Abstract
An overcomplete logic is a logic that ‘ceases to make the difference’: According to such a logic, all inferences hold independently of the nature of the statements involved. A negation-inconsistent logic is a logic having at least one model that satisfies both some statement and its negation. A negation-incomplete logic has at least one model according to which neither some statement nor its negation are satisfied. Paraconsistent logics are negation-inconsistent yet non-overcomplete; paracomplete logics are negation-incomplete yet non-overcomplete. A paranormal logic is simply a logic that is both paraconsistent and paracomplete.

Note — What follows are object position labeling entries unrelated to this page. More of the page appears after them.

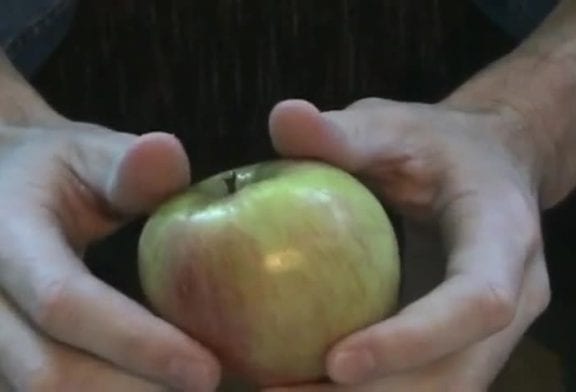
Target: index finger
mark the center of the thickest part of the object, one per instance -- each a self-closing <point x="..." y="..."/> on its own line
<point x="65" y="301"/>
<point x="490" y="243"/>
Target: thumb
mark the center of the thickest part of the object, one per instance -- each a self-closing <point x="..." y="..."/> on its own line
<point x="348" y="139"/>
<point x="133" y="174"/>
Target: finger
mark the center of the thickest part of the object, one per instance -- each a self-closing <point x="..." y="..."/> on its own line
<point x="375" y="140"/>
<point x="478" y="298"/>
<point x="65" y="301"/>
<point x="471" y="370"/>
<point x="133" y="174"/>
<point x="31" y="362"/>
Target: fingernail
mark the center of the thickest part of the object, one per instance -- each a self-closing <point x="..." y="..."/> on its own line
<point x="193" y="376"/>
<point x="351" y="367"/>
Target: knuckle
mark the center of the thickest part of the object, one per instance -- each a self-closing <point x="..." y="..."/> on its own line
<point x="497" y="305"/>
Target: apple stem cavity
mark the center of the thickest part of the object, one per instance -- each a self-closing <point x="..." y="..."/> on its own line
<point x="232" y="183"/>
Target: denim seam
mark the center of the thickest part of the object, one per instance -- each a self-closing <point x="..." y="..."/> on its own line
<point x="33" y="28"/>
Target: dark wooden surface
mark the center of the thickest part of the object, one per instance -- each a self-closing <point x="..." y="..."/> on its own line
<point x="210" y="71"/>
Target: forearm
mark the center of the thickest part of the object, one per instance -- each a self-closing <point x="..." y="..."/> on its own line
<point x="20" y="104"/>
<point x="536" y="85"/>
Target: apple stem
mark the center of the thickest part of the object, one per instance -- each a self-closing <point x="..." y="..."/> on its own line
<point x="231" y="183"/>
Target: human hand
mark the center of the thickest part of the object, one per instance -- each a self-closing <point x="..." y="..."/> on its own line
<point x="62" y="187"/>
<point x="454" y="169"/>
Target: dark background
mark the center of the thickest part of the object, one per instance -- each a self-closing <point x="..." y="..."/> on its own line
<point x="209" y="71"/>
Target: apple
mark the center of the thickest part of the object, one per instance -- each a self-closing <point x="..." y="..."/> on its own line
<point x="270" y="264"/>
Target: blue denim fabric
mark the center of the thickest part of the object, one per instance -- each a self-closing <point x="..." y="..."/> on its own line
<point x="517" y="17"/>
<point x="31" y="29"/>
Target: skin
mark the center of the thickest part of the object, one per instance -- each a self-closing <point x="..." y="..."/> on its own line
<point x="477" y="167"/>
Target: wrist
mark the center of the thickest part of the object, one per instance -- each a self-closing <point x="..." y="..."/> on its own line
<point x="535" y="95"/>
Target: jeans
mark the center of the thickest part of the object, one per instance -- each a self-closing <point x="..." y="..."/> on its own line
<point x="30" y="30"/>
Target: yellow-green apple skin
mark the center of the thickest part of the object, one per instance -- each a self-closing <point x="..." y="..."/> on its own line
<point x="271" y="264"/>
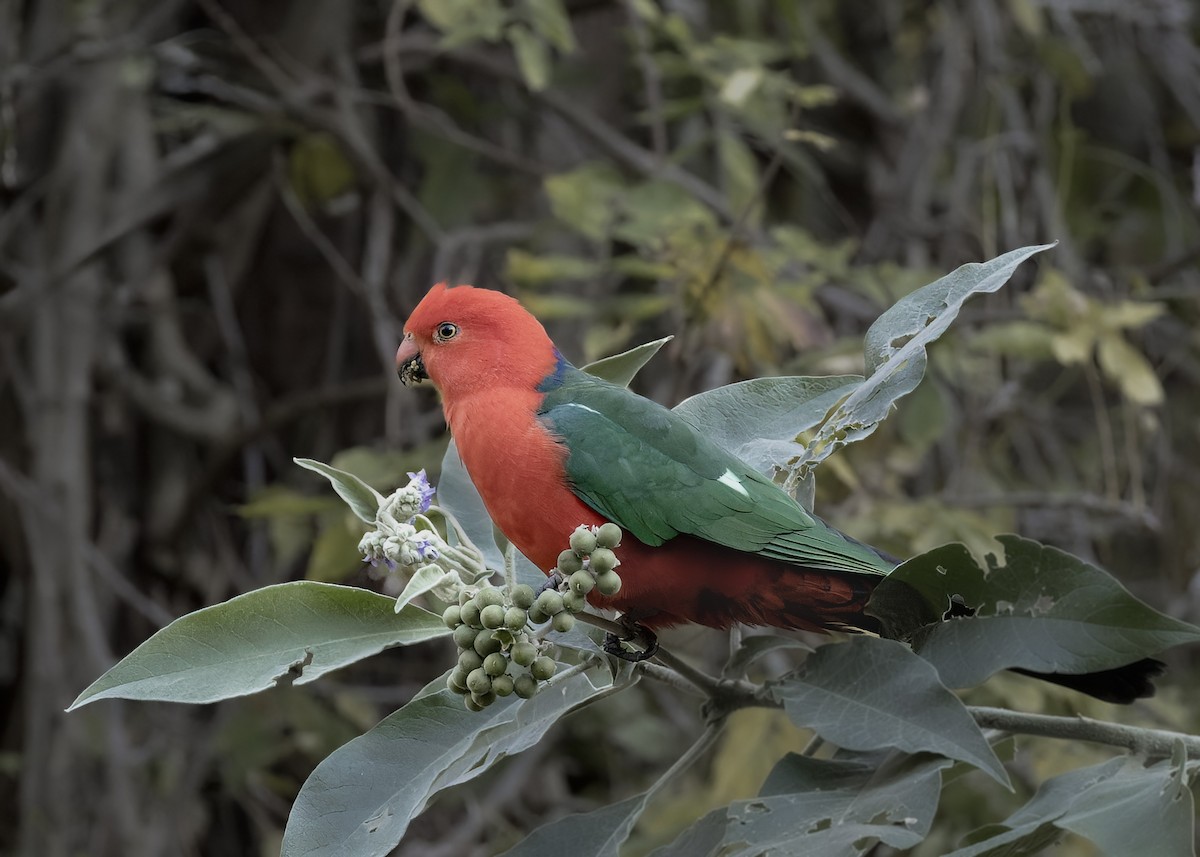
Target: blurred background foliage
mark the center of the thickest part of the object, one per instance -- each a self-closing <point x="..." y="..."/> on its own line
<point x="214" y="219"/>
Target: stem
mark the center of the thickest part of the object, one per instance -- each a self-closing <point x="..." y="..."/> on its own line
<point x="741" y="693"/>
<point x="510" y="569"/>
<point x="582" y="666"/>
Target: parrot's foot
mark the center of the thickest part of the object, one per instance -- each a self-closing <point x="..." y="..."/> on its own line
<point x="636" y="634"/>
<point x="552" y="582"/>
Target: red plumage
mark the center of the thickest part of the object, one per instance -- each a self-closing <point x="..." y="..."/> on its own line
<point x="489" y="376"/>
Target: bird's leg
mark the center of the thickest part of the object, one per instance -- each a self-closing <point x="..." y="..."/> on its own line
<point x="636" y="634"/>
<point x="552" y="582"/>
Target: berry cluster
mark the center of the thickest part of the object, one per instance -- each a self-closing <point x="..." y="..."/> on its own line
<point x="501" y="649"/>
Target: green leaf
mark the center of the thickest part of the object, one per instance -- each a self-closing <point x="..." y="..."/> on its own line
<point x="587" y="198"/>
<point x="621" y="369"/>
<point x="363" y="499"/>
<point x="759" y="420"/>
<point x="533" y="57"/>
<point x="335" y="553"/>
<point x="739" y="175"/>
<point x="527" y="269"/>
<point x="870" y="694"/>
<point x="603" y="831"/>
<point x="895" y="349"/>
<point x="283" y="634"/>
<point x="1129" y="370"/>
<point x="360" y="799"/>
<point x="1122" y="807"/>
<point x="658" y="209"/>
<point x="459" y="497"/>
<point x="759" y="646"/>
<point x="823" y="807"/>
<point x="423" y="581"/>
<point x="1042" y="610"/>
<point x="1138" y="811"/>
<point x="550" y="19"/>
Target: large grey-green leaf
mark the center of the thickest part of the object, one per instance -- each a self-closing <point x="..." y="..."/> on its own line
<point x="363" y="499"/>
<point x="360" y="799"/>
<point x="621" y="369"/>
<point x="1041" y="609"/>
<point x="601" y="831"/>
<point x="285" y="634"/>
<point x="895" y="351"/>
<point x="759" y="420"/>
<point x="870" y="694"/>
<point x="833" y="808"/>
<point x="1122" y="807"/>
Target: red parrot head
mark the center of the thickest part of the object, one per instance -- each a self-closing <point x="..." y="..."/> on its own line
<point x="466" y="339"/>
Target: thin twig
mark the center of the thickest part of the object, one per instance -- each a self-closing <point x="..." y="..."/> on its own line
<point x="1155" y="743"/>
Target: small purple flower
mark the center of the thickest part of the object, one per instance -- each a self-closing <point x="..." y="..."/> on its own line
<point x="426" y="547"/>
<point x="420" y="481"/>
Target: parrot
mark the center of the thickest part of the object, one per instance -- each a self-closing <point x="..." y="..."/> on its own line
<point x="707" y="538"/>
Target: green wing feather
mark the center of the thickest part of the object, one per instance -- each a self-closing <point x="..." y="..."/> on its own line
<point x="657" y="475"/>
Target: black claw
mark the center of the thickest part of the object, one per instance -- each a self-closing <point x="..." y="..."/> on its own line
<point x="637" y="634"/>
<point x="552" y="582"/>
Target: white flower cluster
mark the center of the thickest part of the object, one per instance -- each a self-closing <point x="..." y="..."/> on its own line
<point x="405" y="541"/>
<point x="396" y="544"/>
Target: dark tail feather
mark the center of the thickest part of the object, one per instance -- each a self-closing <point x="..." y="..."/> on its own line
<point x="1122" y="684"/>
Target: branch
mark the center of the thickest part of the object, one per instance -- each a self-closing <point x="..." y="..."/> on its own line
<point x="1155" y="743"/>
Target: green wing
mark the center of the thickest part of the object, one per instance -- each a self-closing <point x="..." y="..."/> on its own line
<point x="652" y="472"/>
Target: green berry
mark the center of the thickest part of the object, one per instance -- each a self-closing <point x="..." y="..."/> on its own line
<point x="489" y="597"/>
<point x="486" y="643"/>
<point x="582" y="582"/>
<point x="503" y="685"/>
<point x="526" y="687"/>
<point x="457" y="681"/>
<point x="603" y="559"/>
<point x="492" y="616"/>
<point x="523" y="595"/>
<point x="574" y="601"/>
<point x="569" y="562"/>
<point x="465" y="636"/>
<point x="609" y="535"/>
<point x="523" y="653"/>
<point x="609" y="583"/>
<point x="583" y="540"/>
<point x="549" y="603"/>
<point x="469" y="615"/>
<point x="515" y="618"/>
<point x="541" y="669"/>
<point x="479" y="682"/>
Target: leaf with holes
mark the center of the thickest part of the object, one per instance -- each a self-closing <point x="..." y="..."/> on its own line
<point x="759" y="420"/>
<point x="1041" y="609"/>
<point x="285" y="634"/>
<point x="837" y="807"/>
<point x="361" y="798"/>
<point x="870" y="694"/>
<point x="895" y="351"/>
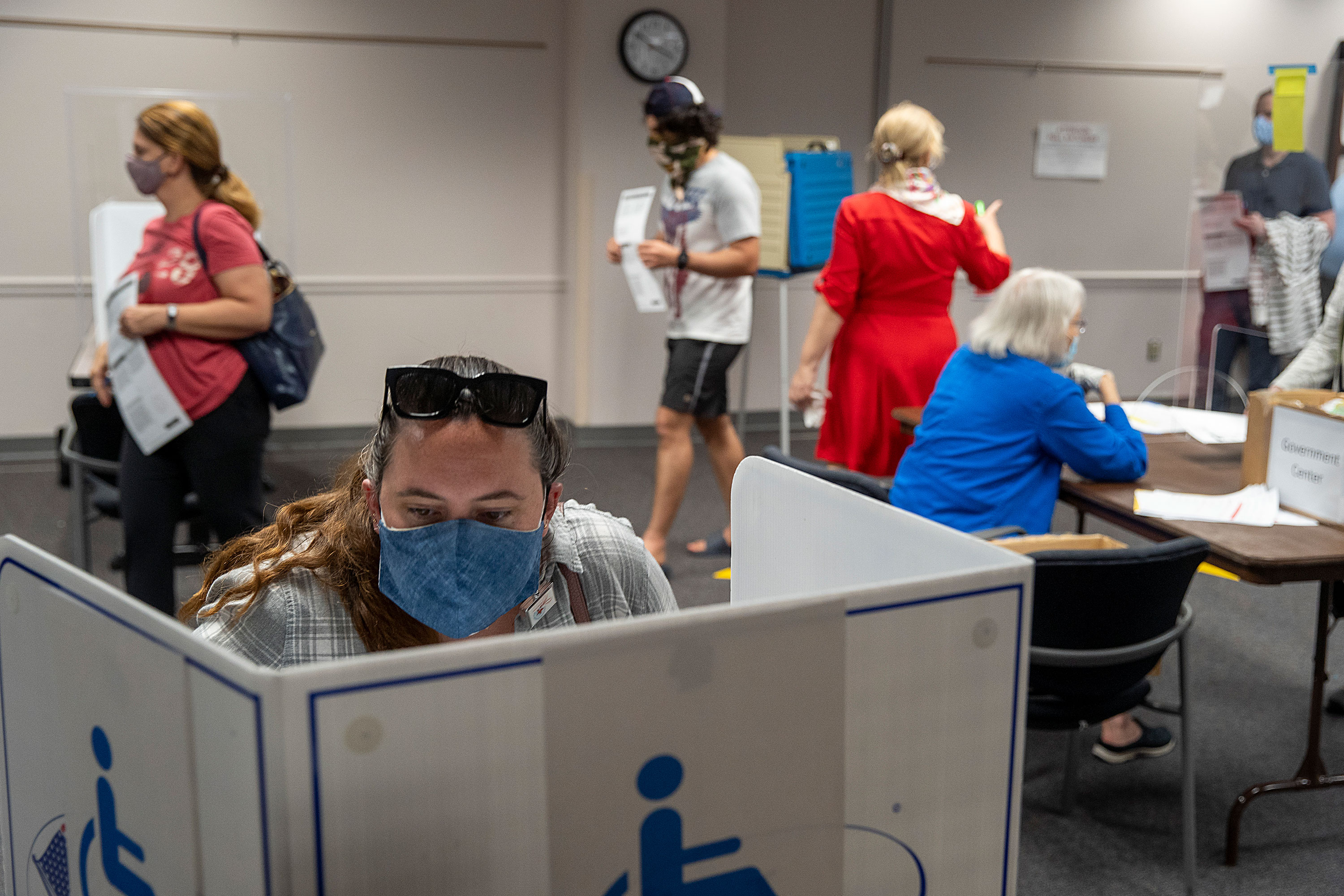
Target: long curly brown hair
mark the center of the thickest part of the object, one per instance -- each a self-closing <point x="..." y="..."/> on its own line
<point x="342" y="540"/>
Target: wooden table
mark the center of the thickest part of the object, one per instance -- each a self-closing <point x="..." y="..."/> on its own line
<point x="1264" y="556"/>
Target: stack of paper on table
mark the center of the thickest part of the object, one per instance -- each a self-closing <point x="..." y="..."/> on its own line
<point x="1210" y="428"/>
<point x="1253" y="505"/>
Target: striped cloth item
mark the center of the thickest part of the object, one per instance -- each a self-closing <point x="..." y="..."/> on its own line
<point x="1285" y="281"/>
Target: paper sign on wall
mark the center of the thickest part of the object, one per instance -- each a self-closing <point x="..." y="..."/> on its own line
<point x="1072" y="151"/>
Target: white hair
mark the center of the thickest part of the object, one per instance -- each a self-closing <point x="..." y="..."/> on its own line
<point x="1030" y="316"/>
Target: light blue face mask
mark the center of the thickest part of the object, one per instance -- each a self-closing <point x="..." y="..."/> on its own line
<point x="460" y="575"/>
<point x="1264" y="131"/>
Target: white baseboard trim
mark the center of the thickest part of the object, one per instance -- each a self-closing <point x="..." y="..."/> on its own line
<point x="68" y="288"/>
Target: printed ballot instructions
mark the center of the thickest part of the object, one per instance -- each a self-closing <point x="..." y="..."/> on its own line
<point x="632" y="211"/>
<point x="1228" y="248"/>
<point x="148" y="408"/>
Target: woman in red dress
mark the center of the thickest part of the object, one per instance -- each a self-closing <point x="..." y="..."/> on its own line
<point x="882" y="299"/>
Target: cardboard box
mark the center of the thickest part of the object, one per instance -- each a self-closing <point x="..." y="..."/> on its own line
<point x="1262" y="404"/>
<point x="1307" y="461"/>
<point x="1033" y="543"/>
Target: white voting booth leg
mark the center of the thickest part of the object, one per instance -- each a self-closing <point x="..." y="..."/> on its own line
<point x="139" y="758"/>
<point x="937" y="637"/>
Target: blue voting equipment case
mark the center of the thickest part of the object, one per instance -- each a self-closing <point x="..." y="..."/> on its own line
<point x="820" y="181"/>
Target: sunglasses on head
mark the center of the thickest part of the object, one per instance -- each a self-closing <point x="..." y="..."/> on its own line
<point x="433" y="394"/>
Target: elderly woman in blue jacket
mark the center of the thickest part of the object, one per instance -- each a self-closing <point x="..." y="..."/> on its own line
<point x="1007" y="413"/>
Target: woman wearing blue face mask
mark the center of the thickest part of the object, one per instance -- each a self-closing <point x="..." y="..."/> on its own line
<point x="448" y="526"/>
<point x="1010" y="410"/>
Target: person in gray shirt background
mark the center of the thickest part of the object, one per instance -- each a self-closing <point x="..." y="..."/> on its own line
<point x="1271" y="183"/>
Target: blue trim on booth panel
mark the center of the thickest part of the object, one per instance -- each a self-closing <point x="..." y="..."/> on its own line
<point x="369" y="685"/>
<point x="1017" y="671"/>
<point x="256" y="699"/>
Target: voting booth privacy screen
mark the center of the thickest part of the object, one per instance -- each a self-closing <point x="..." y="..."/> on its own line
<point x="107" y="211"/>
<point x="142" y="759"/>
<point x="937" y="640"/>
<point x="851" y="723"/>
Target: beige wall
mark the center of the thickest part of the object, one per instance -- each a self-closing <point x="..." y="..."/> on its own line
<point x="1135" y="221"/>
<point x="426" y="183"/>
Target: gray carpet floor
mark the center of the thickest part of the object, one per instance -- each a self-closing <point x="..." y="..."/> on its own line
<point x="1250" y="676"/>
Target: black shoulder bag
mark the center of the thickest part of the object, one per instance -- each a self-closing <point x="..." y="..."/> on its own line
<point x="285" y="357"/>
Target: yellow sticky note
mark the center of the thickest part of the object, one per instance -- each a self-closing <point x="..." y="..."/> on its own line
<point x="1289" y="101"/>
<point x="1209" y="569"/>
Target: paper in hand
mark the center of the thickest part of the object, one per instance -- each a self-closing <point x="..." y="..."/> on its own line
<point x="632" y="213"/>
<point x="148" y="408"/>
<point x="644" y="287"/>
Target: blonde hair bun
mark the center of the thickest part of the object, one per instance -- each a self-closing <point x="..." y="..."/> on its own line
<point x="906" y="136"/>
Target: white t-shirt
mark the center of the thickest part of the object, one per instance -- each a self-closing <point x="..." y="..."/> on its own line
<point x="722" y="206"/>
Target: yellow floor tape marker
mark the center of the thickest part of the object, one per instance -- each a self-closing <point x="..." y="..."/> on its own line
<point x="1209" y="569"/>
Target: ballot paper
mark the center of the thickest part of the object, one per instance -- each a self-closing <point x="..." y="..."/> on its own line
<point x="644" y="287"/>
<point x="148" y="408"/>
<point x="1288" y="517"/>
<point x="632" y="214"/>
<point x="1228" y="248"/>
<point x="1072" y="151"/>
<point x="1210" y="428"/>
<point x="1253" y="505"/>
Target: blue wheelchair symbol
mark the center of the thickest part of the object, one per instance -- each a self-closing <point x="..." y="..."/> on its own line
<point x="663" y="859"/>
<point x="113" y="840"/>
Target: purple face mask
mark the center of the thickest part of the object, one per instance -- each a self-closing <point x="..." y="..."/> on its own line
<point x="147" y="175"/>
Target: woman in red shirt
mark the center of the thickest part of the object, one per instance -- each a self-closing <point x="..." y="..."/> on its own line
<point x="190" y="319"/>
<point x="882" y="299"/>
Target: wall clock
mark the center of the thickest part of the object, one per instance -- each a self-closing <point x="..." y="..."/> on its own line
<point x="654" y="46"/>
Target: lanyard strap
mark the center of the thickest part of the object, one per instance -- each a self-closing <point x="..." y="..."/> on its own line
<point x="578" y="601"/>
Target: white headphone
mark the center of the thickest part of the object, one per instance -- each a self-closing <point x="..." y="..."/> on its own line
<point x="697" y="97"/>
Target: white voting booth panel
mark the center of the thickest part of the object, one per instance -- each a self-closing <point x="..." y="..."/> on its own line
<point x="605" y="759"/>
<point x="116" y="232"/>
<point x="937" y="637"/>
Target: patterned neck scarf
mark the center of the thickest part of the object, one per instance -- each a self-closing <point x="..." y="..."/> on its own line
<point x="679" y="160"/>
<point x="922" y="193"/>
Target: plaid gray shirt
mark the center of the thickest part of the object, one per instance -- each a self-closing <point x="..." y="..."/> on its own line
<point x="300" y="620"/>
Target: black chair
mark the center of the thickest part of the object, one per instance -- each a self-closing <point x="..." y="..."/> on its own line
<point x="861" y="482"/>
<point x="92" y="447"/>
<point x="1101" y="620"/>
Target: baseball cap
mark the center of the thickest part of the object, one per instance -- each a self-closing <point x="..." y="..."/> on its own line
<point x="674" y="93"/>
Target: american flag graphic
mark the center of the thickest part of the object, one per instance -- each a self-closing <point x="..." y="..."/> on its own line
<point x="53" y="867"/>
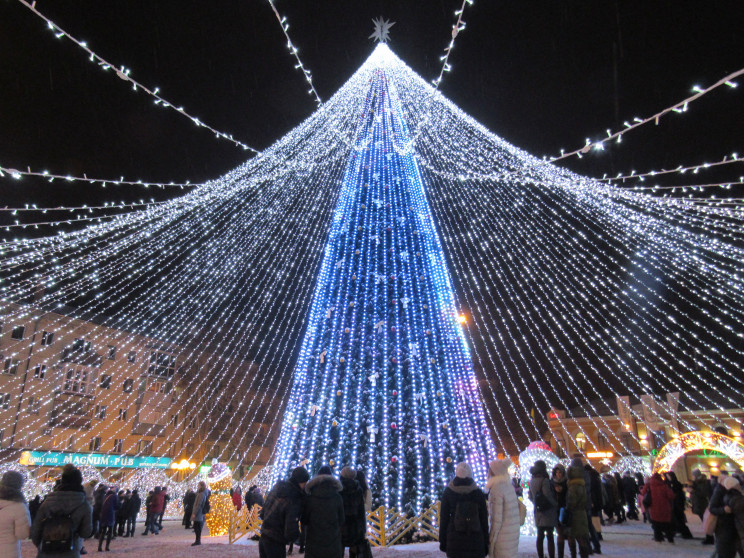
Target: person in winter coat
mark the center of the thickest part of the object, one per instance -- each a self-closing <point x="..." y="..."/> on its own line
<point x="700" y="494"/>
<point x="135" y="503"/>
<point x="630" y="493"/>
<point x="734" y="505"/>
<point x="362" y="480"/>
<point x="123" y="514"/>
<point x="154" y="509"/>
<point x="237" y="498"/>
<point x="281" y="514"/>
<point x="33" y="506"/>
<point x="679" y="520"/>
<point x="323" y="517"/>
<point x="98" y="496"/>
<point x="109" y="508"/>
<point x="253" y="497"/>
<point x="463" y="523"/>
<point x="197" y="514"/>
<point x="576" y="503"/>
<point x="15" y="521"/>
<point x="594" y="501"/>
<point x="545" y="507"/>
<point x="68" y="499"/>
<point x="503" y="510"/>
<point x="559" y="481"/>
<point x="188" y="506"/>
<point x="354" y="529"/>
<point x="661" y="507"/>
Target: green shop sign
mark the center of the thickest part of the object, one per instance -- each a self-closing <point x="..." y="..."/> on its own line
<point x="55" y="459"/>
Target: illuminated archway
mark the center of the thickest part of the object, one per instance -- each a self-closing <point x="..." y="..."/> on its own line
<point x="692" y="441"/>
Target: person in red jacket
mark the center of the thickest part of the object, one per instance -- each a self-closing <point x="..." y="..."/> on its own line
<point x="660" y="507"/>
<point x="154" y="509"/>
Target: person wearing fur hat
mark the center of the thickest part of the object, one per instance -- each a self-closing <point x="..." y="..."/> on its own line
<point x="545" y="507"/>
<point x="68" y="499"/>
<point x="576" y="503"/>
<point x="722" y="505"/>
<point x="281" y="514"/>
<point x="323" y="516"/>
<point x="15" y="521"/>
<point x="503" y="509"/>
<point x="463" y="526"/>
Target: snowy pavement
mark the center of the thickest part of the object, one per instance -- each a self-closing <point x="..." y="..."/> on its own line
<point x="632" y="539"/>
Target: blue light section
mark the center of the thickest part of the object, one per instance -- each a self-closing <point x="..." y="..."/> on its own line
<point x="384" y="380"/>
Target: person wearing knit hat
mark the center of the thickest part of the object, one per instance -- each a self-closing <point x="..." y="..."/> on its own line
<point x="504" y="511"/>
<point x="67" y="499"/>
<point x="281" y="515"/>
<point x="15" y="521"/>
<point x="463" y="524"/>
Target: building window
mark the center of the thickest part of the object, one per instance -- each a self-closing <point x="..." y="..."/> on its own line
<point x="162" y="365"/>
<point x="33" y="405"/>
<point x="580" y="441"/>
<point x="144" y="447"/>
<point x="11" y="366"/>
<point x="76" y="380"/>
<point x="40" y="371"/>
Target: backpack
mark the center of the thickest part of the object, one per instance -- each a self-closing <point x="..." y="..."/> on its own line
<point x="58" y="533"/>
<point x="466" y="516"/>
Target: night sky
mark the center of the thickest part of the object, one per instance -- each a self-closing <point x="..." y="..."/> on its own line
<point x="544" y="75"/>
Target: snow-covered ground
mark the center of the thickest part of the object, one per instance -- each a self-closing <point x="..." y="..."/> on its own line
<point x="632" y="539"/>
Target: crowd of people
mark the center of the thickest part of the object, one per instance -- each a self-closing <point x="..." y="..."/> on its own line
<point x="325" y="515"/>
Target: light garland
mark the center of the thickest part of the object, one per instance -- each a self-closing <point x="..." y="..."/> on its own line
<point x="123" y="73"/>
<point x="572" y="289"/>
<point x="691" y="441"/>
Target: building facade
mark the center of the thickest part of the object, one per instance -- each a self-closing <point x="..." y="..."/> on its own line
<point x="70" y="385"/>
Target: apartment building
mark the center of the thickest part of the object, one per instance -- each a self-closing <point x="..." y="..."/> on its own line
<point x="74" y="389"/>
<point x="643" y="425"/>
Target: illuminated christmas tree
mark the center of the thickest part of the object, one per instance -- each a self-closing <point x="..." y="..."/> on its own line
<point x="384" y="380"/>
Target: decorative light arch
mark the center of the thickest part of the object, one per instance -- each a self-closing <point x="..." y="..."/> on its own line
<point x="692" y="441"/>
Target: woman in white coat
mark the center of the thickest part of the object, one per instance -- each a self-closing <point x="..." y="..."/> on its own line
<point x="15" y="522"/>
<point x="503" y="510"/>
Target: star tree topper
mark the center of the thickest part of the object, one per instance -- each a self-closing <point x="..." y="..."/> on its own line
<point x="381" y="33"/>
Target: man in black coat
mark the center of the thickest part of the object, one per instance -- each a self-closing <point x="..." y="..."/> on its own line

Despite being perfectly consistent and complete with respect to classical negation, nearly every normal modal logic, in its ordinary language and interpretation, admits to some latent paranormality: It is paracomplete with respect to a negation defined as an impossibility operator, and paraconsistent with respect to a negation defined as non-necessity. In fact, as it will be shown here, even in languages without a primitive classical negation, normal modal logics can often be alternatively characterized directly by way of their paranormal negations and related operators. So, instead of talking about ‘necessity’, ‘possibility’, and so on, modal logics could be seen just as devices tailored for the study of (modal) negation. This paper shows how and to what extent this alternative characterization of modal logics can be realized.